Dijelaskannya, upaya digitalisasi pelayanan santunan kepada korban kecelakaan tentunya berdampak pada peningkatan kualitas layanan, khususnya kecepatan dalam penyerahan santunan.

“Hal tersebut terefleksi pada kecepatan penyerahan santunan untuk korban meninggal dunia dapat dilaksanakan dalam waktu 1 hari 10 jam dari target 3 hari. Ini sebagai wujud nyata komitmen Jasa Raharja dalam memberikan pelayanan santunan yang mudah dan cepat kepada masyarakat,” ujar Rivan.

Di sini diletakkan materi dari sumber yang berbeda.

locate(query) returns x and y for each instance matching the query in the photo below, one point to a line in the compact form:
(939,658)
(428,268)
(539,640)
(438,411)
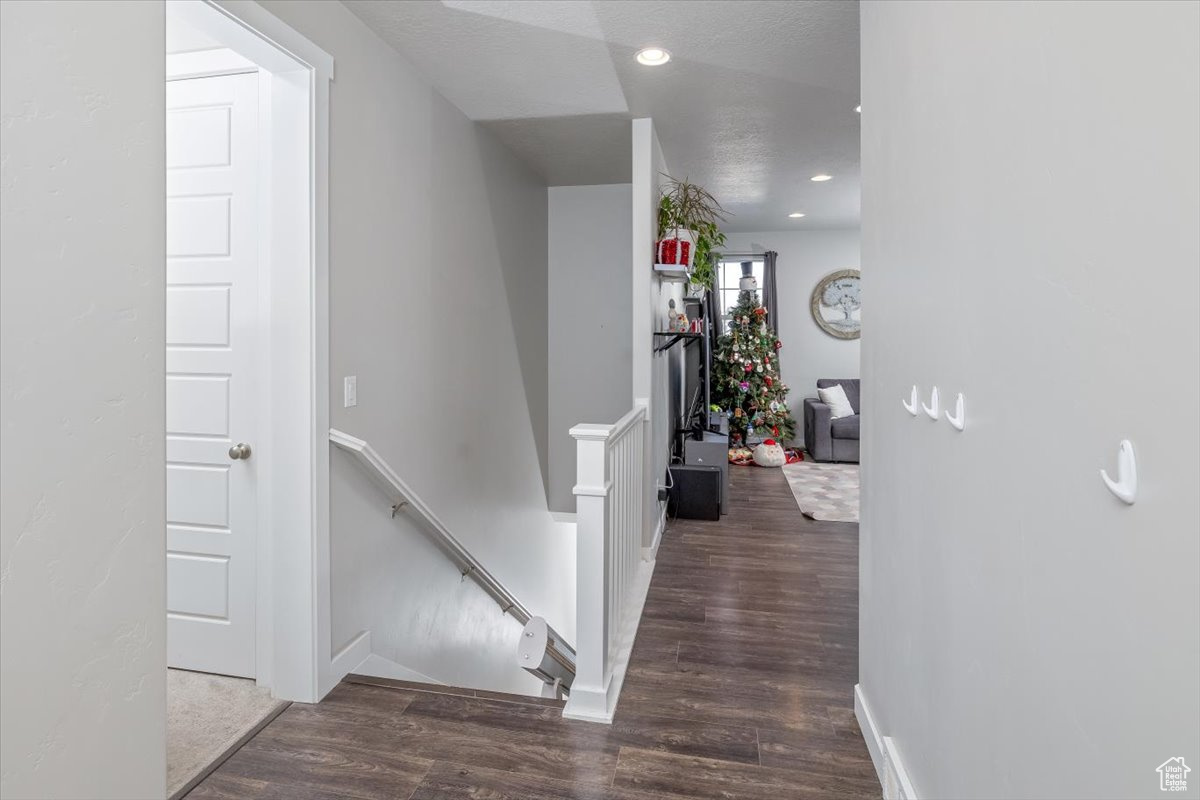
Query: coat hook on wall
(1126,486)
(913,402)
(959,419)
(933,410)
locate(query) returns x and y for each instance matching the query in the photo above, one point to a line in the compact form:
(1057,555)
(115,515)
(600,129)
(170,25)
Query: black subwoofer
(695,493)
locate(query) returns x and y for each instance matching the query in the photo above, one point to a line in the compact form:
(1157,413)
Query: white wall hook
(959,417)
(1126,486)
(933,410)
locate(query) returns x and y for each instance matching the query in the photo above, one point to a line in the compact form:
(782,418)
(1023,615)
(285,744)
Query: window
(729,274)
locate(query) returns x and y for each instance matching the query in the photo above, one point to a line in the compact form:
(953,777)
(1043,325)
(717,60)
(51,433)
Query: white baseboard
(651,553)
(357,657)
(376,666)
(348,659)
(885,756)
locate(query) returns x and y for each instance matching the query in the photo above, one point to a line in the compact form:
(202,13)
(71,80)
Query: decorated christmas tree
(745,376)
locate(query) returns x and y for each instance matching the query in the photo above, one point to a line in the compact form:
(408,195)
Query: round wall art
(837,305)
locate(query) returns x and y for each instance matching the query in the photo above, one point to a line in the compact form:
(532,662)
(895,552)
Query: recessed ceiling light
(653,56)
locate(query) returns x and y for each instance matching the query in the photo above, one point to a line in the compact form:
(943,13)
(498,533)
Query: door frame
(293,636)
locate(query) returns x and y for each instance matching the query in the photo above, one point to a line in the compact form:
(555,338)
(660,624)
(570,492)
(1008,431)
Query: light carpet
(826,492)
(208,719)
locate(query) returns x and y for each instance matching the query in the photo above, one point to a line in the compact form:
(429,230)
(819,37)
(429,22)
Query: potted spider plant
(688,229)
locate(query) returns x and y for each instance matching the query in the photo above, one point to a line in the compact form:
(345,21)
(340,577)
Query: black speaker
(695,492)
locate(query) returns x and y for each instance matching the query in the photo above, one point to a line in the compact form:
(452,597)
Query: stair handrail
(408,501)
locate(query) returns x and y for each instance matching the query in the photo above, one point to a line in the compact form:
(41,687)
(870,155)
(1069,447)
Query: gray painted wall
(591,319)
(83,650)
(1030,210)
(804,258)
(438,305)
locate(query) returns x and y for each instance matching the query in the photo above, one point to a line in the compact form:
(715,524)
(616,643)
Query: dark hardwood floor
(741,686)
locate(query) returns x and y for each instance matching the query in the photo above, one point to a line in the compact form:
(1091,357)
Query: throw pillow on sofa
(835,398)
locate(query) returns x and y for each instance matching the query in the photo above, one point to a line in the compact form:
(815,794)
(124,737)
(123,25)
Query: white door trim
(294,637)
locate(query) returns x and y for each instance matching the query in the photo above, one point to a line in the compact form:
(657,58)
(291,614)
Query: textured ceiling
(759,95)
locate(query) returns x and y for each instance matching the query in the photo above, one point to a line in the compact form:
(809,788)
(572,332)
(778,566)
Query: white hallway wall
(804,258)
(438,305)
(82,528)
(1031,192)
(589,341)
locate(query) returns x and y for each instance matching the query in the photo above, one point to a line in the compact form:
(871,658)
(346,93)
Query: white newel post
(589,692)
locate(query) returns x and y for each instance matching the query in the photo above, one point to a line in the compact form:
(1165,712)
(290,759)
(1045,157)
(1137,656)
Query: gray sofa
(832,439)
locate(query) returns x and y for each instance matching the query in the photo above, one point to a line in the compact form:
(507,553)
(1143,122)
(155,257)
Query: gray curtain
(769,292)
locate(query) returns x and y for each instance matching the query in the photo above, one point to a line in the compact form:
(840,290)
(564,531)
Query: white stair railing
(610,578)
(403,499)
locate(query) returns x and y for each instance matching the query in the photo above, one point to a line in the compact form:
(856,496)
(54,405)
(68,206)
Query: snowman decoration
(769,453)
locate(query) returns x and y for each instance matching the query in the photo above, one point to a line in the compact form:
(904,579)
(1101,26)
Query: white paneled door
(211,383)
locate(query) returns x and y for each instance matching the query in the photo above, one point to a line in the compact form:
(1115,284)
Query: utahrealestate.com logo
(1173,775)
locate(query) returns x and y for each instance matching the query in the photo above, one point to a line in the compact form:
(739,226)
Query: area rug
(208,719)
(826,492)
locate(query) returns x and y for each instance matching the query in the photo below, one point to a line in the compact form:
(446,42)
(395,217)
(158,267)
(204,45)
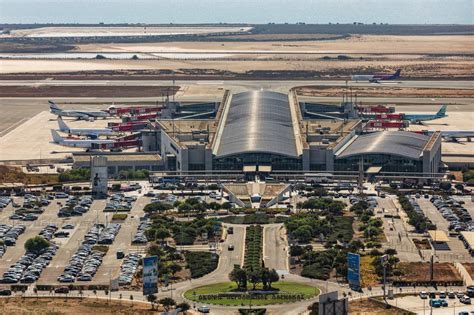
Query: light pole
(384,260)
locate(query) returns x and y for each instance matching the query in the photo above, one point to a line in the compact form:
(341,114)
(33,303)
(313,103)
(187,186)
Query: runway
(248,84)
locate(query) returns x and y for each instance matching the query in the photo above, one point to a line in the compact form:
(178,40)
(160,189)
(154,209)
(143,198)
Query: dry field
(384,91)
(223,68)
(419,272)
(370,307)
(357,44)
(87,91)
(70,306)
(61,31)
(470,268)
(419,56)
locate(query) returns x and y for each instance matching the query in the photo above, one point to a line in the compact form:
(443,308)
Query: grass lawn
(285,289)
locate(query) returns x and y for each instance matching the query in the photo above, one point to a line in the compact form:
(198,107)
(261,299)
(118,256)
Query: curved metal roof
(400,143)
(258,121)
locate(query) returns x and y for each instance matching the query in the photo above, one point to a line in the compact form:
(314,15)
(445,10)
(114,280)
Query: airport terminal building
(265,132)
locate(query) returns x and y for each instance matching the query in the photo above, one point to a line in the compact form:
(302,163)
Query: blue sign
(150,275)
(353,270)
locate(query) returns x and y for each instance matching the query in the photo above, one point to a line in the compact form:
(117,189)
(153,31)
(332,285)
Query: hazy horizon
(243,11)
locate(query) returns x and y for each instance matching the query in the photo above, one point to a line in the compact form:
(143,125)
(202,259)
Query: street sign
(353,270)
(150,275)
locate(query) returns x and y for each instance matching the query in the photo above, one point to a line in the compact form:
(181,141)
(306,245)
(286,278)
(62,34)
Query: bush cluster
(201,263)
(253,247)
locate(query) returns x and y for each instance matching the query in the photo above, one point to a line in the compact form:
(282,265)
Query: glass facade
(389,163)
(277,162)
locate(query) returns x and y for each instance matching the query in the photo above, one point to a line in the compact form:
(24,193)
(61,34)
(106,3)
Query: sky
(238,11)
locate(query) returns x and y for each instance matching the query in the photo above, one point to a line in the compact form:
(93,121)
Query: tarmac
(32,139)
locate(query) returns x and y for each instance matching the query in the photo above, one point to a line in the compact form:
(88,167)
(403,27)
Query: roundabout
(227,294)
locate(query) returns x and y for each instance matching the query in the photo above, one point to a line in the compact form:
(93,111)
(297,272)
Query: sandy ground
(118,31)
(365,44)
(340,69)
(32,139)
(367,307)
(71,306)
(418,56)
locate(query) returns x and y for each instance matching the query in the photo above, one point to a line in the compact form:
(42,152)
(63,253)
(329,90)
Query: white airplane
(79,114)
(79,143)
(454,135)
(88,132)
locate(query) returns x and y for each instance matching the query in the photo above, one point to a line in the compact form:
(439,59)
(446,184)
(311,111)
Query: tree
(272,278)
(161,234)
(183,306)
(226,205)
(174,268)
(239,276)
(265,275)
(36,245)
(167,303)
(445,185)
(254,277)
(152,299)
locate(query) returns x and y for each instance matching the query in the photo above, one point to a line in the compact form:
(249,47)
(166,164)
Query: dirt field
(439,56)
(71,306)
(244,68)
(87,91)
(470,268)
(419,272)
(369,307)
(384,91)
(117,31)
(357,44)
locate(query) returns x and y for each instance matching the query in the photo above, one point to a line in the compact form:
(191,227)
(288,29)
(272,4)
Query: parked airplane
(452,135)
(376,77)
(417,118)
(88,132)
(79,143)
(79,114)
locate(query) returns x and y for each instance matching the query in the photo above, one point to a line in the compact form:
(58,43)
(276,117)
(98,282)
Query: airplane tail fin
(442,111)
(56,137)
(397,73)
(62,125)
(53,106)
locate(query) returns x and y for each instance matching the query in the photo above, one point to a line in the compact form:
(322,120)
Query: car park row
(9,234)
(458,217)
(128,268)
(75,206)
(29,267)
(441,301)
(83,265)
(140,236)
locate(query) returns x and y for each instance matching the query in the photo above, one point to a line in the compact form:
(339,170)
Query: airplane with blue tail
(418,118)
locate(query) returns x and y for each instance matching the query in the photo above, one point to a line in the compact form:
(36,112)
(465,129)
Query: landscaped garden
(228,293)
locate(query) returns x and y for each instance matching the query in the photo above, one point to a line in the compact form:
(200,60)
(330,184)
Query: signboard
(114,284)
(150,275)
(330,304)
(353,270)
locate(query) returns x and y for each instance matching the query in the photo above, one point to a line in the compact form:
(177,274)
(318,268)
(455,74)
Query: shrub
(200,263)
(119,216)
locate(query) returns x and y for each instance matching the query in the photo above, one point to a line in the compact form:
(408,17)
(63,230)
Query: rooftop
(258,121)
(406,144)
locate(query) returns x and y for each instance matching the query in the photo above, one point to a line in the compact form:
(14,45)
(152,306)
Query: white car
(204,309)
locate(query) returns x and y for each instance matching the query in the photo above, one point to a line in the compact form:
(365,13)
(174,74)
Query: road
(275,248)
(248,84)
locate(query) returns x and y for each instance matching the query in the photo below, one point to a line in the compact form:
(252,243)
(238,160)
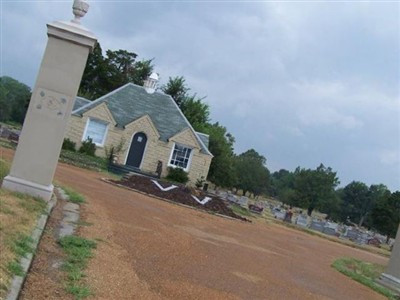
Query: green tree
(14,99)
(386,214)
(196,111)
(177,89)
(357,202)
(222,171)
(253,175)
(315,188)
(105,74)
(282,186)
(94,81)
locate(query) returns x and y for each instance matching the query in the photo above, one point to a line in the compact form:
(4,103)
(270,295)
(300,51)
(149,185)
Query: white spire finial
(79,8)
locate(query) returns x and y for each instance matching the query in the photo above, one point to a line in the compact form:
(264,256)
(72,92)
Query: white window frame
(189,159)
(84,137)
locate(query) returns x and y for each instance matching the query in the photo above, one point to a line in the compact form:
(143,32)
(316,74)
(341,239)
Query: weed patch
(74,196)
(18,217)
(241,211)
(83,161)
(78,251)
(363,272)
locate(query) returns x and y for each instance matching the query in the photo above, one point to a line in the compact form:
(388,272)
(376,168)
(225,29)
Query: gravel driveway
(150,249)
(157,250)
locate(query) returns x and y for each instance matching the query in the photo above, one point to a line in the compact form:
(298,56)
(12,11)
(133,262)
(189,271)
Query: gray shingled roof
(204,138)
(130,102)
(79,102)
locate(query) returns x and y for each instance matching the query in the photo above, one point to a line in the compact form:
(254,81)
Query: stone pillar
(50,107)
(391,277)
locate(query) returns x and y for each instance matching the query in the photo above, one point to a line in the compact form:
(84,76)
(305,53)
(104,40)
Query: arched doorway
(136,150)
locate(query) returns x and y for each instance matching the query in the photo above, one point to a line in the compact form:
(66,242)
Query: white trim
(130,145)
(89,119)
(189,164)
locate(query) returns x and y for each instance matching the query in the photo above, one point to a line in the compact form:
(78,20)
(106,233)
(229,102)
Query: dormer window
(181,157)
(151,83)
(96,130)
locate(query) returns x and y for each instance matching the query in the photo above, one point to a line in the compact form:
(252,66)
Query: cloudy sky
(302,82)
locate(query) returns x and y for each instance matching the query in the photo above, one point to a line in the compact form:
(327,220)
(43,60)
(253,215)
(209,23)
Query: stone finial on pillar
(79,8)
(52,100)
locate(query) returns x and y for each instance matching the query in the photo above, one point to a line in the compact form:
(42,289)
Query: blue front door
(136,150)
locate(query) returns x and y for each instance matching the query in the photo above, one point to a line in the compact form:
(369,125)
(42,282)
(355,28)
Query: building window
(96,130)
(180,157)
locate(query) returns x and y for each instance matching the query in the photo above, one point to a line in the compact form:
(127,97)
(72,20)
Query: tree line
(374,206)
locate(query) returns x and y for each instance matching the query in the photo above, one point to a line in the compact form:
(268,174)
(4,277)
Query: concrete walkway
(156,250)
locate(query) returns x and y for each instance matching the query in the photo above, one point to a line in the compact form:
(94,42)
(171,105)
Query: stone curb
(25,262)
(172,202)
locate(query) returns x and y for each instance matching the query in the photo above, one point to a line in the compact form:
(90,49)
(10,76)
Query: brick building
(150,127)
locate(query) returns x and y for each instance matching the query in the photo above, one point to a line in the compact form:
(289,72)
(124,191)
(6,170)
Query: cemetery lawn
(18,216)
(363,272)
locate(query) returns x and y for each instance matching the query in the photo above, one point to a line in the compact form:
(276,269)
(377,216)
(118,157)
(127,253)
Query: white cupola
(150,83)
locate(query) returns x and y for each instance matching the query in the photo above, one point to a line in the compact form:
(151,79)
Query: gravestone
(317,225)
(50,107)
(302,220)
(391,277)
(243,201)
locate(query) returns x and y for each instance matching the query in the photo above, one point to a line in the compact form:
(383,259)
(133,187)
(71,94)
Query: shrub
(177,175)
(88,147)
(83,161)
(69,145)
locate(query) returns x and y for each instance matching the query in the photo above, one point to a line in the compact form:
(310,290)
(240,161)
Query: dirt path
(155,250)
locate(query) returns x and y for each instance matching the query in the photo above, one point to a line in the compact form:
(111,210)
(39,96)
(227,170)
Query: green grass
(74,196)
(4,169)
(23,245)
(363,272)
(7,144)
(15,268)
(78,251)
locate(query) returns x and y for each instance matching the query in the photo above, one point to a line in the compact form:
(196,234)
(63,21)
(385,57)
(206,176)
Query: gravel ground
(151,249)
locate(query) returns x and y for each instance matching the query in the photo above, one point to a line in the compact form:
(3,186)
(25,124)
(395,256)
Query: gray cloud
(302,83)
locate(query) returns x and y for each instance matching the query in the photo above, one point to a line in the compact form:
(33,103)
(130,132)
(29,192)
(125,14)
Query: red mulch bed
(181,194)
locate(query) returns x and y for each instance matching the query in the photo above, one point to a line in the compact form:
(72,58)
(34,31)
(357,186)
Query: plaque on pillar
(54,93)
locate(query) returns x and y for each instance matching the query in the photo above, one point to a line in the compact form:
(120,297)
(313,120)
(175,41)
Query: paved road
(156,250)
(150,249)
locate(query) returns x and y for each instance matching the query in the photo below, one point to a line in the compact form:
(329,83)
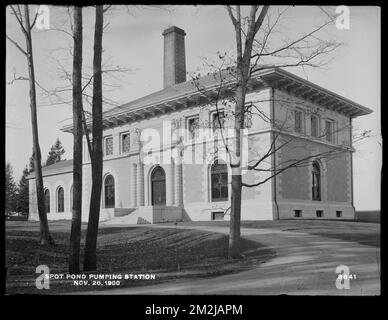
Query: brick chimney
(174,65)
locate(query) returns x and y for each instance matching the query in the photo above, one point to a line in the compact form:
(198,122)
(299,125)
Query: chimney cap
(174,29)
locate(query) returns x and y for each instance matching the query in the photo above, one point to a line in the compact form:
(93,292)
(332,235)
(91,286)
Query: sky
(133,42)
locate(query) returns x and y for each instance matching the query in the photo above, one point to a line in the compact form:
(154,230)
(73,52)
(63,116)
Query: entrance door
(158,186)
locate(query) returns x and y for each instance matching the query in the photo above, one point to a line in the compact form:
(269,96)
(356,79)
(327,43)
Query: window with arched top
(158,186)
(60,200)
(316,186)
(71,197)
(219,181)
(109,192)
(47,200)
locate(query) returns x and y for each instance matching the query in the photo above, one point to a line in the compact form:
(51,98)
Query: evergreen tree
(23,193)
(55,154)
(10,189)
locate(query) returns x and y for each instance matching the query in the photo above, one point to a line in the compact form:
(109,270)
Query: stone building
(159,167)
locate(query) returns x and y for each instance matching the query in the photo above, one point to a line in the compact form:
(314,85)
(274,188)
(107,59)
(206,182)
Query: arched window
(109,188)
(158,186)
(47,200)
(219,181)
(316,187)
(71,197)
(60,200)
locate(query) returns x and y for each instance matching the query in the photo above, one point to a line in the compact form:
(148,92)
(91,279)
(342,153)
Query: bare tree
(75,236)
(90,257)
(26,26)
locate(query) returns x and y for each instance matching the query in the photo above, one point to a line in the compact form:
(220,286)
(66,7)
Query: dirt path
(304,264)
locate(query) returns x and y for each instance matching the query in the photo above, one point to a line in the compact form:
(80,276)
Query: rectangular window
(108,146)
(298,121)
(218,120)
(329,131)
(297,213)
(125,142)
(217,215)
(193,126)
(314,126)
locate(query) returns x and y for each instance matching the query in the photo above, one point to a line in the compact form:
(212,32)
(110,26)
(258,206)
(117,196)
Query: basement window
(338,214)
(217,215)
(297,213)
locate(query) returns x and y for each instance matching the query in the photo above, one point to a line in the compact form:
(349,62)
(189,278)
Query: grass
(167,252)
(365,233)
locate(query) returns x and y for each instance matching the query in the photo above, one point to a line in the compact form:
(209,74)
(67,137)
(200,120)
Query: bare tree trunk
(45,237)
(75,236)
(90,259)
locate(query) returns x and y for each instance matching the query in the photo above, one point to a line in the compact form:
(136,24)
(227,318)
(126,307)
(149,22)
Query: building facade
(165,159)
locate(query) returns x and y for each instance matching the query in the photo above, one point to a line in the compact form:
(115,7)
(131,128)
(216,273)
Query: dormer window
(298,121)
(329,132)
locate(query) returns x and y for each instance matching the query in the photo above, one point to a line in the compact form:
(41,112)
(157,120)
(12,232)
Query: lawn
(170,253)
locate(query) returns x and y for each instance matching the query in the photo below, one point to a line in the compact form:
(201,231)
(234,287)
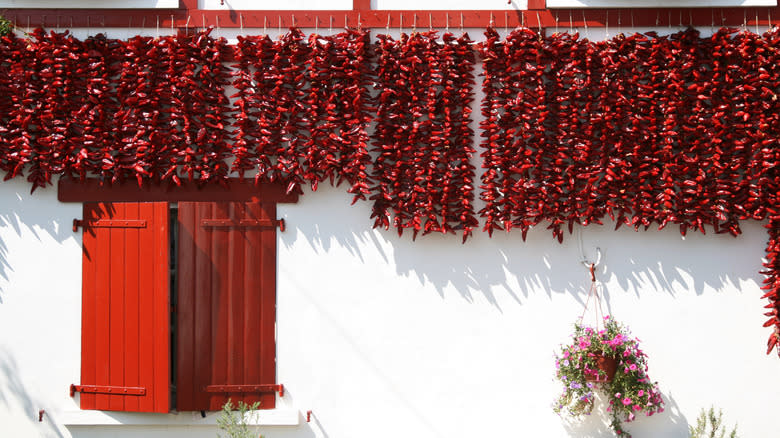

Selain menerapkan langkah strategis dalam pelayanan korban kecelakaan, Jasa Raharja juga mengambil langkah preventif untuk menghadapi Natal 2021 dan Tahun Baru 2022. Antara lain dengan mensiagakan 2.000 personil yang tersebar di 29 kantor cabang.

Jasa Raharja juga terlibat dalam pos kesehatan terpadu di 60 titik lokasi, pengoperasian armada operasional sejumlah 214 unit kendaraan roda 4 (mobil unit keselamatan lalu lintas, mobil reaksi cepat dan kendaraan operasional), memasang rambu pengingat di 1.000 titik, dan distribusi sarana keselamatan sebanyak 5.500 unit kepada stakeholder terkait.

Sementara untuk penanganan kecelakaan khususnya selama periode Nataru ini, bekerjasama dengan rumah sakit menerapkan sistem penjaminan korban 24 jam yang didukung dengan mensiagakan posko digital data laka online dengan Integrated Road Safety Management System (IRSMS) Polri dan rumah sakit.

Pada kesempatan yang sama, Direktur Operasional Jasa Raharja Dewi Aryani Suzana mengatakan, sebagai bentuk empati dan tanggung jawab sosial dan lingkungan, Jasa Raharja juga melakukan peran aktif melalui program yang bertujuan untuk menekan angka kecelakaan seperti pelatihan safety riding dan safety driving kepada pengemudi daring.